While on television, Steven Moffat has his first Christmas special. In some ways, at least, A Christmas Carol seems designed to confound expectations. In hindsight this seems like Moffat starting the 2011 run of Doctor Who as he meant to go on, although at the time it just seemed surprising. Russell T Davies had often made Christmas specials slightly offset from their seasons, typically through the use of guest companions, but the stories tended to be about the larger emotional arc of Doctor Who. The Christmas Invasion, of course, wasn’t offset at all, instead being in every sense the first episode of Season Two. The Runaway Bride is largely about dealing with Rose’s departure.

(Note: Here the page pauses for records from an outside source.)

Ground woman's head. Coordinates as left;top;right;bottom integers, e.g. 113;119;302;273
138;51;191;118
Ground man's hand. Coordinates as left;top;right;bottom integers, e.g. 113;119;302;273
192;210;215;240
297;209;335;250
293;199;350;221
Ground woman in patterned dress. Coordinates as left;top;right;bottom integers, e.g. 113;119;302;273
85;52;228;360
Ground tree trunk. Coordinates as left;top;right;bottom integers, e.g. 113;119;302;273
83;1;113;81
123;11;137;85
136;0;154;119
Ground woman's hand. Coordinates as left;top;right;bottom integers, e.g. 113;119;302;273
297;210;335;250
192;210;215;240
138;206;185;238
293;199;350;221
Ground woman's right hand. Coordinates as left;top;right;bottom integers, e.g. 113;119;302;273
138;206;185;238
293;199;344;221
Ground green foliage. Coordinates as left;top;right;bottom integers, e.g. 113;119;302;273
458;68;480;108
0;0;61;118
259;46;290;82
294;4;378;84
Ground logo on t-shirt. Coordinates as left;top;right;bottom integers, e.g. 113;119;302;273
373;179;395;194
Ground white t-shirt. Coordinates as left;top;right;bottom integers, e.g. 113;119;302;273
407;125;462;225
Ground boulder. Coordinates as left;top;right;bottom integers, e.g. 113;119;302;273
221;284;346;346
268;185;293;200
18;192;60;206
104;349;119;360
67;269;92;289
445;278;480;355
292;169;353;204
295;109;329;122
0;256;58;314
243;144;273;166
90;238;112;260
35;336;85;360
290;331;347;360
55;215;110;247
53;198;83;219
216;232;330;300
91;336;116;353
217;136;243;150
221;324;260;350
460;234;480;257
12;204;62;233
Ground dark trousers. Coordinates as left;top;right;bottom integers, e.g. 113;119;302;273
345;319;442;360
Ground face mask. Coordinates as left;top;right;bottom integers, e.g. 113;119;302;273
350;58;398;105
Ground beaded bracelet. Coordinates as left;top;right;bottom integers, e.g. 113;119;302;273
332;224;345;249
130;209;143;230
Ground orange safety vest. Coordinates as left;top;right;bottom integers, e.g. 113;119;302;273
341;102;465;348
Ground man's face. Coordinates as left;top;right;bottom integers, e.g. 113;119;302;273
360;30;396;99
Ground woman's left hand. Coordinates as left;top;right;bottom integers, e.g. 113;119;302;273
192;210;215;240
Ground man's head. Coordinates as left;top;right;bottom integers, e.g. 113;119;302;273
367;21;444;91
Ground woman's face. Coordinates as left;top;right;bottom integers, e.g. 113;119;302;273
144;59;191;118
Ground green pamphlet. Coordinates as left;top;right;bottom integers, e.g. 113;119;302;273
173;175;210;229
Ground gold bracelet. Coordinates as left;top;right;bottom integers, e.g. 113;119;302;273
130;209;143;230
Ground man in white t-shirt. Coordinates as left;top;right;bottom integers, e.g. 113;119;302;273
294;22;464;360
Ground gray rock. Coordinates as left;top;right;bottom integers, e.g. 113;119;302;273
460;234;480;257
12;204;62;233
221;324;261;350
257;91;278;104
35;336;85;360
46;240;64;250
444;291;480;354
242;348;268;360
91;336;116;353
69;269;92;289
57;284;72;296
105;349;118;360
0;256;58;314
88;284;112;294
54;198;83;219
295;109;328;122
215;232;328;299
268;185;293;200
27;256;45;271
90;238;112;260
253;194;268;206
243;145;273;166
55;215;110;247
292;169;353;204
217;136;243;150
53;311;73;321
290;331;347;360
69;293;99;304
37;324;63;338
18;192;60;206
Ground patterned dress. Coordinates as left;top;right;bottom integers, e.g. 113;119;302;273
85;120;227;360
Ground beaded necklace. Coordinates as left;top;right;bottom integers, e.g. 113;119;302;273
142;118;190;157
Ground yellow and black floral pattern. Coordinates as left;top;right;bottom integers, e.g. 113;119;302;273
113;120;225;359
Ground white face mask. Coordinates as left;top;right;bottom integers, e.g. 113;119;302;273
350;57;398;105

Voyage of the Damned is less enmeshed in its immediate context, but then, it doesn’t really have any context beyond “Kylie.” And The Next Doctor is firmly about the denouement of the Tennant years.
A Christmas Carol, on the other hand, has nothing whatsoever to do with anything going on around it save for its trick for moving Amy and Rory to supporting roles. Actually, that’s not quite true. Little details flit about and haunt the narrative – the emphasis on the word “silence” in the story’s bespoke pop song, for instance, and the way in which the ending reads in light of the whole “Doctor’s death” plotline. But these details don’t even connect to anything – they just add a slightly unsettling pall to the entire affair for the sorts of obsessives who might notice them. For the most part, this is what it appears to be: an almost entirely bespoke Christmas special that unabashedly and unsubtly pulls its entire structure from the single most recognizable Christmas story in all of literature and, for that matter, television/film.
This gets at the other significant shift since the Davies era. Davies did Christmas specials in which Christmas was essentially a bit of decoration. The extent to which Christmas matters to a given story varies a bit, but the truth is that any of the Davies-era Christmas specials could have been done as non-Christmas episodes with only a minimum of changes. This story, however, is inconceivable in any context other than Christmas. It’s not just a story set at Christmas, it’s a story that’s very much about Christmas, and, more broadly, about Christmas stories.
In terms of the overall health of the show, it’s a masterstroke.